Pardon Seems to be the Smartest Word

Pardon Seems to be the Smartest Word

Bobs Buddah smallPardon?

‘Pardon.’
‘Why pardon?’
‘It’s a handy word.’
‘Give me some examples.’
‘It can be presidential and royal.’
‘You mean like when naughty politicians and criminals are forgiven?’
‘Yup.’
‘But I’m thinking a little bit lower than that…’

A windy pardon

‘You at the back, stop snickering.’ …
‘Why would anyone snicker about someone getting a pardon?’
‘Probably because they’re thinking about a different sort of pardon. Funnier than the one I’m thinking of’
‘A different sort?’
‘Ay … few hours after eating beans, for instance.’
‘Really?’
‘Yes.
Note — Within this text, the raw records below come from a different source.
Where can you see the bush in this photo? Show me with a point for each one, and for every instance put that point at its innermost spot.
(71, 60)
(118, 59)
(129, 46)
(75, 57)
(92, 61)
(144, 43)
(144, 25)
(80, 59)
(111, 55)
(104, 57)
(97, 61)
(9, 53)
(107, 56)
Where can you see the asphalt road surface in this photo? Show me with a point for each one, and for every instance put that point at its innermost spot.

A natural sound, representing a release of gas, may intrude into a conversation or group of people discussing something.’

Monarchs and Presidents

‘So the Queen or a President pardons someone for farting, is that it?’
‘They could pardon just about anything. ’
‘Farting included?’
‘Doubtless, but maybe they wouldn’t send invitations from Buckingham Palace or the White House for a mass-flatus-exoneration.’
‘It’s a shame, pomp-and-borborygmus has a certain ring to it.’
‘Without a doubt, but I’m not thinking about passing wind. Even if it is funny … to some folk.’
‘Ooh! getting a bit snobby are we?’
‘No, deaf.’
‘Deaf to farts?’
‘Deafness is no avoidance mechanism for a vicious explosion of gas.’
‘You were going to say, farts smell for the benefit of the deaf.’
‘Nope, I just want to share my own situation.’
‘You want to interject?’
‘Pardon’ often precedes people butting-in when they’re annoyed or want to say something.
‘You’re getting angry with me.‘
‘No.’
‘Did you mean the part about butting-in …
‘Pardon me?’

‘Pardon me’ … get in there

‘’Pardon me’. Two short words that drop into a conversation, just before a confession.’
‘You’ve got wind …’
‘Pardon me.’
‘Why wave a finger at me.’
‘I want to complete my point.’
‘You’re getting stressed.’
‘Could be,’

Stressed

‘Me?’
‘Stress comes when you resist the urge to do horrible things to a person who can’t stop talking about farting.’
‘Oh, pardon me.’
‘Have a presidential absolution on me.’
‘I’m listening …’
‘I’m deaf.’
‘Oh.’
‘And, sometimes when I forget my hearing aid, I point my ear at people and say pardon me a lot.’
‘Okay. Is that it.’
‘Yes.’
‘So, why did you write this?’
‘The title came to me and … this conversation wrote itself.’
‘Pardon me, but is this just an exercise? An experiment?’
‘Yes, hastily formed words, slapped onto the page and … that’s it.’